Typical Rates. \(O(1) \ll O(\log n) \ll O(n) \ll O(n \log n) \ll O(n^2) \ll O(n^3) \ll O(2^n)\). For \(n=1000\): \(O(n^2)\) is \(\sim 10^6\) ops (ms); \(O(n^3)\) is \(\sim 10^9\) ops (s).
Properties. 1. Transitivity: \(f=O(g), g=O(h) \Rightarrow f=O(h)\). 2. Sum Rule: \(O(f) + O(g) = O(\max(f, g))\). 3. Product Rule: \(O(f) \cdot O(g) = O(fg)\). 4. Constant Factors: \(O(cf) = O(f)\).
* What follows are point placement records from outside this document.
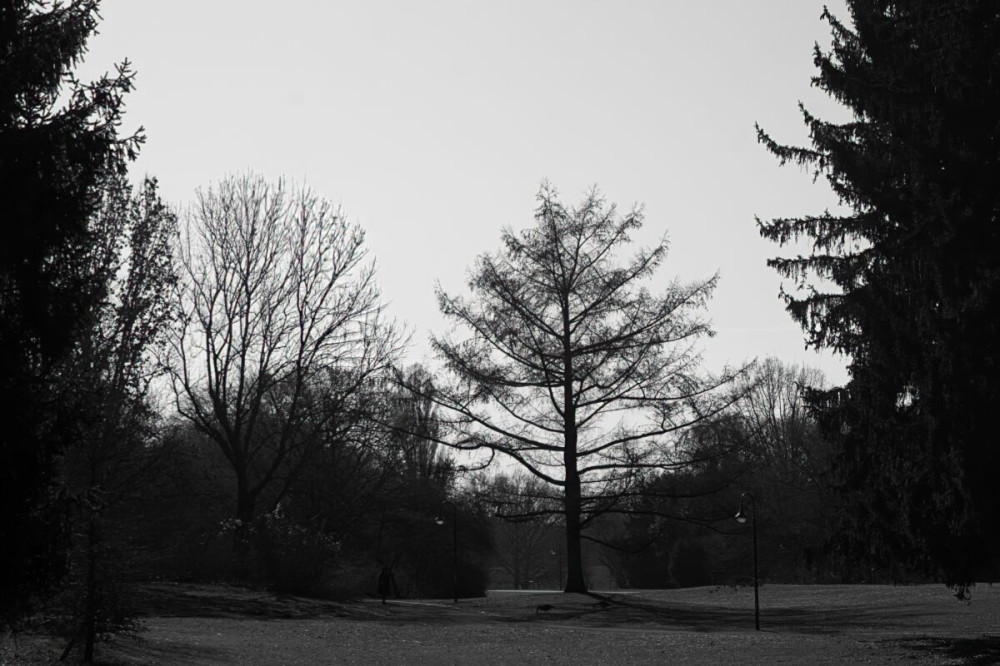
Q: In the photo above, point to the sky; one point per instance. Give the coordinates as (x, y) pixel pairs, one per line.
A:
(433, 123)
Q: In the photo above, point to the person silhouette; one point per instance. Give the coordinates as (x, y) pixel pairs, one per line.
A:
(384, 582)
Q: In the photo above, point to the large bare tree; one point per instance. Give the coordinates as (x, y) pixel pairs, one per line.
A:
(281, 326)
(573, 368)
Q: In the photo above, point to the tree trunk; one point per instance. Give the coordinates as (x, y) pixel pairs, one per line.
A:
(245, 501)
(90, 619)
(574, 556)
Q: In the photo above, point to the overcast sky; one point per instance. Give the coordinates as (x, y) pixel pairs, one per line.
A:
(434, 122)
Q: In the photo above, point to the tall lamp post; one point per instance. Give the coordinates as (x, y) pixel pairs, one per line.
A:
(454, 540)
(741, 518)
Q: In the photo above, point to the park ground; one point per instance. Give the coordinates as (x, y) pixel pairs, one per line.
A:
(818, 624)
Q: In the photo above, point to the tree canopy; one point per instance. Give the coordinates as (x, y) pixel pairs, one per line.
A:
(573, 368)
(906, 280)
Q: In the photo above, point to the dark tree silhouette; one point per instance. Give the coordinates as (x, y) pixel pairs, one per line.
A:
(908, 277)
(112, 368)
(59, 141)
(573, 369)
(281, 326)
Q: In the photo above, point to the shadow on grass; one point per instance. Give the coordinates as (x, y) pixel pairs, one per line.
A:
(983, 650)
(143, 651)
(166, 600)
(593, 610)
(825, 621)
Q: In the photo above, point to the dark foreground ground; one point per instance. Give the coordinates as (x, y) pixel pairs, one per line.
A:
(823, 624)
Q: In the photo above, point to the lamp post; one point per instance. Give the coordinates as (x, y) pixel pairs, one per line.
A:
(741, 518)
(454, 539)
(558, 555)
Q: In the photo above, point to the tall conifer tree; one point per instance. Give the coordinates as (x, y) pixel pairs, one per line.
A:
(59, 144)
(909, 275)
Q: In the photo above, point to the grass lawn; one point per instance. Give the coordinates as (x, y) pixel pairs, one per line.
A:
(821, 624)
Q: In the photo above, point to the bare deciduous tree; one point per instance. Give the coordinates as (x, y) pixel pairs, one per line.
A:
(281, 325)
(573, 369)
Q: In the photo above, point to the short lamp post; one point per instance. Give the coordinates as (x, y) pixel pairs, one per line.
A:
(741, 518)
(558, 555)
(454, 540)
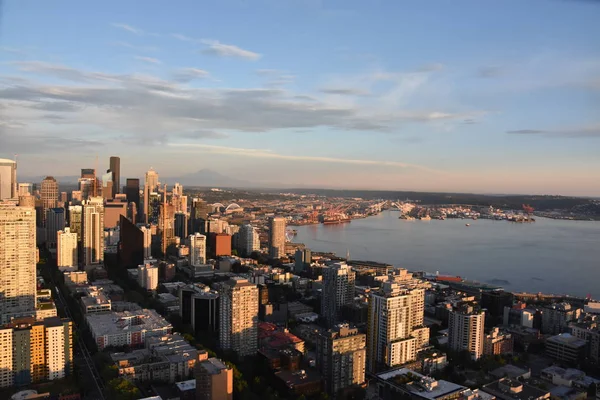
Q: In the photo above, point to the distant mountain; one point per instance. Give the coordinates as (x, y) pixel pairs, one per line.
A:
(208, 177)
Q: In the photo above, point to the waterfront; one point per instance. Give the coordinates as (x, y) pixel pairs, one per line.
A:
(550, 256)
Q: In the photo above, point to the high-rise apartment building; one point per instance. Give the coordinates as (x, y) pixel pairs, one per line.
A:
(197, 244)
(66, 248)
(17, 262)
(214, 379)
(55, 221)
(8, 179)
(181, 224)
(49, 194)
(132, 191)
(148, 276)
(277, 237)
(238, 305)
(34, 352)
(93, 231)
(465, 330)
(115, 170)
(151, 180)
(342, 357)
(338, 290)
(76, 221)
(248, 240)
(395, 330)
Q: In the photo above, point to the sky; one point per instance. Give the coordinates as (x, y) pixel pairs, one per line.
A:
(431, 95)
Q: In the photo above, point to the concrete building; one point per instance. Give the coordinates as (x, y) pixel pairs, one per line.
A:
(66, 248)
(465, 330)
(338, 290)
(93, 231)
(248, 240)
(35, 351)
(197, 245)
(214, 380)
(49, 194)
(395, 330)
(556, 317)
(55, 221)
(126, 328)
(18, 256)
(167, 358)
(8, 179)
(342, 357)
(115, 170)
(276, 237)
(199, 307)
(497, 342)
(148, 276)
(238, 306)
(566, 348)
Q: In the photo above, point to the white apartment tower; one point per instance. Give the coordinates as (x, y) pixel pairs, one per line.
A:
(197, 249)
(465, 330)
(277, 237)
(148, 276)
(66, 248)
(338, 290)
(238, 305)
(93, 231)
(395, 330)
(249, 240)
(17, 262)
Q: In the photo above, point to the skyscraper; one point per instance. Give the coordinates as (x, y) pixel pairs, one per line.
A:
(115, 170)
(276, 237)
(76, 220)
(341, 357)
(8, 179)
(465, 330)
(132, 191)
(93, 231)
(395, 324)
(66, 248)
(238, 305)
(49, 195)
(55, 221)
(197, 249)
(338, 290)
(248, 239)
(151, 180)
(17, 262)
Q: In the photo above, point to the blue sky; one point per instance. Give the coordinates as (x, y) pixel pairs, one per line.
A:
(495, 97)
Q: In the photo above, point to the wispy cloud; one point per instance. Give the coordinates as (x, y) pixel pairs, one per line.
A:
(189, 74)
(590, 131)
(260, 153)
(217, 48)
(149, 60)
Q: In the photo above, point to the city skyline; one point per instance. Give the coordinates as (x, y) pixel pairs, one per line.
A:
(310, 93)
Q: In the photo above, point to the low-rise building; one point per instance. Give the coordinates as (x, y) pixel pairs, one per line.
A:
(566, 348)
(167, 358)
(126, 328)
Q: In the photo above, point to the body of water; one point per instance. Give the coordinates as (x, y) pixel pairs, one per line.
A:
(549, 256)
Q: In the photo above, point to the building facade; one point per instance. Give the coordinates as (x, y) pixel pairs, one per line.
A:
(465, 330)
(338, 290)
(342, 357)
(18, 256)
(93, 231)
(277, 237)
(395, 329)
(66, 248)
(238, 306)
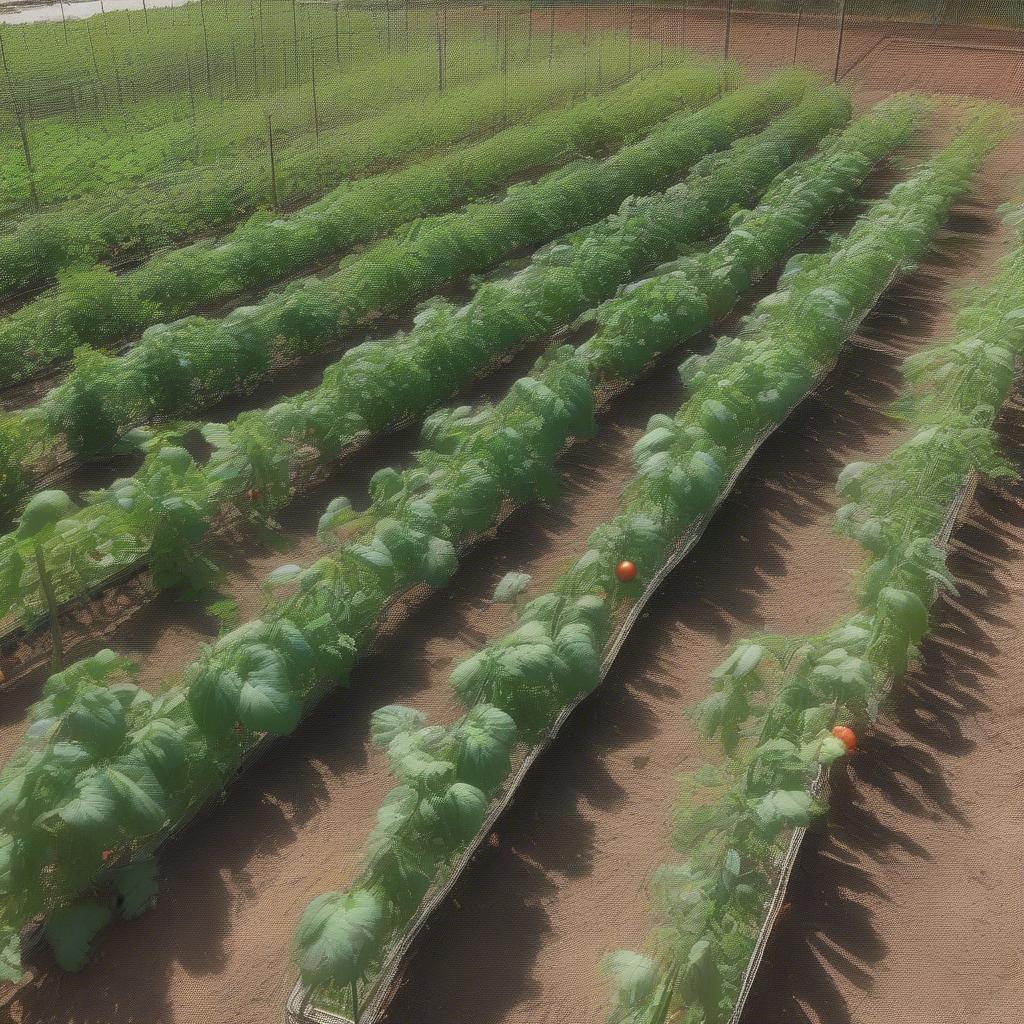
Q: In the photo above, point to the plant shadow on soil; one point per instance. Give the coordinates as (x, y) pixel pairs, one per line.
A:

Show \(3n^2 + 100n + 5 = O(n^2)\).
Compare growth: \(n \log n\) vs \(n^2\).
Rank by cost: \(5n^3+n, 100n^2, n^2 \log n, 2^{10}n^2\).
Use Master Theorem: \(T(n) = 2T(n/2) + n\).
6.2 Flop Counting
Hardware-independent measure of work.
A single floating-point operation (\(+, -, \times, \div\)).
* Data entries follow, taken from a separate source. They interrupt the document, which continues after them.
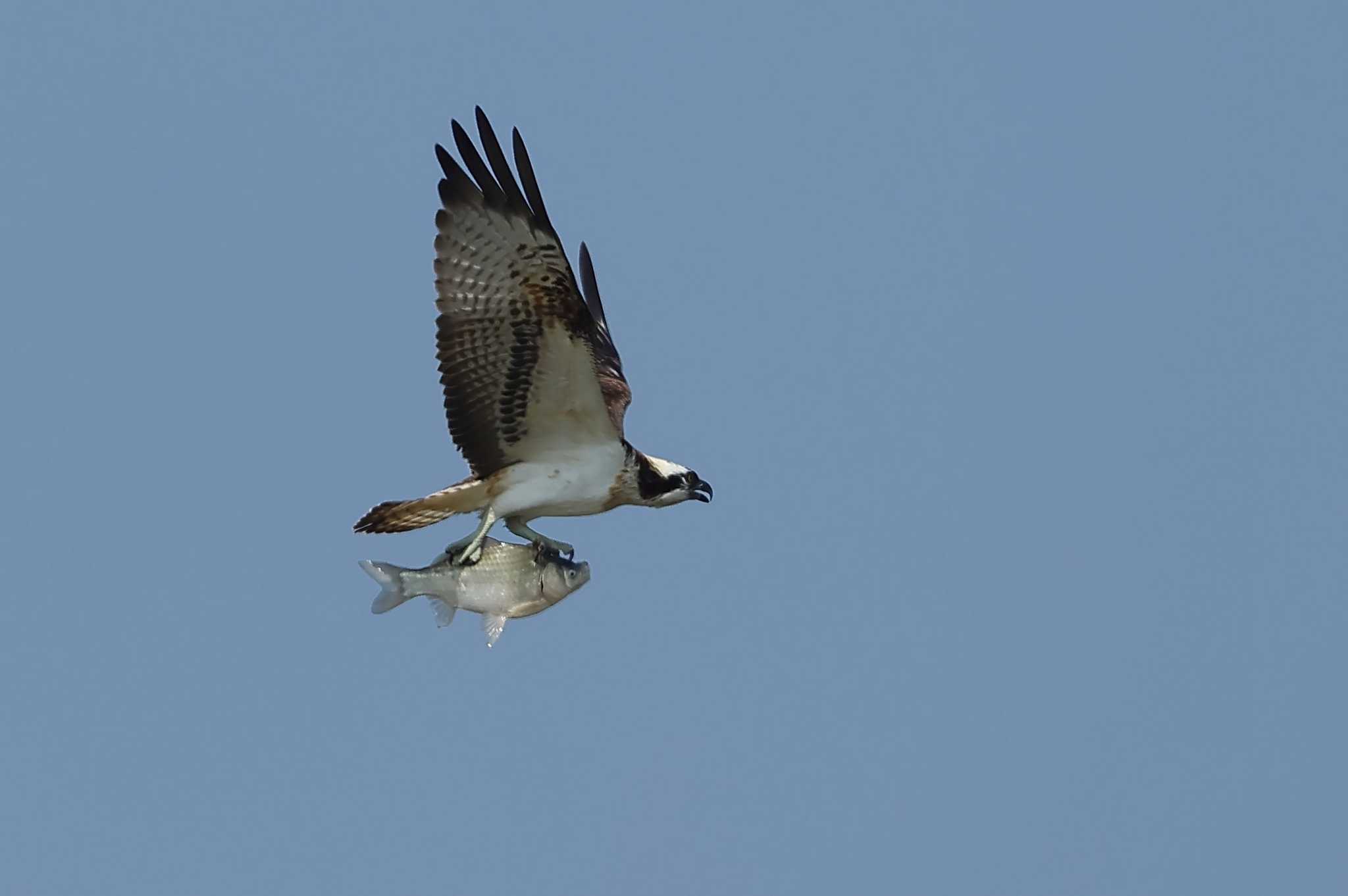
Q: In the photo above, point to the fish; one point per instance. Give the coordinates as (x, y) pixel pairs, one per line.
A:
(507, 581)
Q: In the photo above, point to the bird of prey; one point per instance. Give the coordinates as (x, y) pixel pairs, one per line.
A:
(534, 388)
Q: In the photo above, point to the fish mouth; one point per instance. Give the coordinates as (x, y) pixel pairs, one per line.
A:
(701, 491)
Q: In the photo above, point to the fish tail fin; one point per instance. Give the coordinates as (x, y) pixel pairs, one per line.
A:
(391, 592)
(402, 516)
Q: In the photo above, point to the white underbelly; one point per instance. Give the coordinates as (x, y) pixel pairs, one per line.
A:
(571, 484)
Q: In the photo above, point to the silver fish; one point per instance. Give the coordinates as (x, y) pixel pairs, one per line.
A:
(507, 581)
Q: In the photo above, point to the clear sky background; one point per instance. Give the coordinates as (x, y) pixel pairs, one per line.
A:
(1012, 336)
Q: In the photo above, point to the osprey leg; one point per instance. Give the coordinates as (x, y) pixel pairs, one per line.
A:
(465, 547)
(522, 530)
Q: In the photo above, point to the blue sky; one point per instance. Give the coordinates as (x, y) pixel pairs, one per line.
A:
(1012, 337)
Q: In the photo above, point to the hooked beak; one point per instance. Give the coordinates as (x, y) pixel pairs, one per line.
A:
(701, 491)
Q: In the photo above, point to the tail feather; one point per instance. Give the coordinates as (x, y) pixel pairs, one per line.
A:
(402, 516)
(390, 578)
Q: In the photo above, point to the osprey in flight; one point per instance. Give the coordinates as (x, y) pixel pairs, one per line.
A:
(534, 389)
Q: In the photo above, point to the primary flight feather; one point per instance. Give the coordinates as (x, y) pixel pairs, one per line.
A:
(534, 387)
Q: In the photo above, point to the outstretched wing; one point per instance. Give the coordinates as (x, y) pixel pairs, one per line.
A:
(527, 362)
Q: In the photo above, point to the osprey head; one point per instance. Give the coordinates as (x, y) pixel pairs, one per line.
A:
(662, 483)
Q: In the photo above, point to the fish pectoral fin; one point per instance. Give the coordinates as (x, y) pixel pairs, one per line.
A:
(492, 627)
(444, 612)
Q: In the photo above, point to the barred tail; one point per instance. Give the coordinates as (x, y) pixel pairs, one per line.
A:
(402, 516)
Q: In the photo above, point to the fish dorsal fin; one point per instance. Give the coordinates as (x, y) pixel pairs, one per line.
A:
(444, 612)
(492, 627)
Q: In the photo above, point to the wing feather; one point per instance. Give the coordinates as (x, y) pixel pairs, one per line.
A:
(618, 395)
(526, 361)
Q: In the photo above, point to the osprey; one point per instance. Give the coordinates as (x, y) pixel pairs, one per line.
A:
(534, 388)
For \(\bx, \by \in \fR^n\) and \(\bA \in \fR^{m \times n}, \bB \in \fR^{n \times p}\):
Dot product: \(2n\) flops.
Matrix-vector product: \(2mn\) flops.
Matrix-matrix product: \(2mnp\) flops (\(2n^3\) for square).
Triangular solve: \(n^2\) flops.
Data Locality and Performance: On modern architectures, computational throughput often significantly exceeds memory bandwidth. Consequently, algorithms with high cache locality, such as blocked matrix multiplication (GEMM), may achieve superior performance compared to algorithms with lower theoretical operation counts but poorer data reuse.
Benchmarks.
LU Factorization: \(\frac{2}{3}n^3\).
Cholesky: \(\frac{1}{3}n^3\).
QR (Householder): \(\frac{4}{3}n^3\).
Verify \(2mn\) flops for \(\bA\bx\) by counting multiply-adds.
Estimate wall-clock time for \(10^9\) flops on a \(10^9\) flop/s CPU.
Python: Plot
np.dot(A, B)time vs \(n\) (log-log). Verify exponent \(\approx 3\).Why might the empirical exponent be less than 3? (Cache hierarchy, vectorization).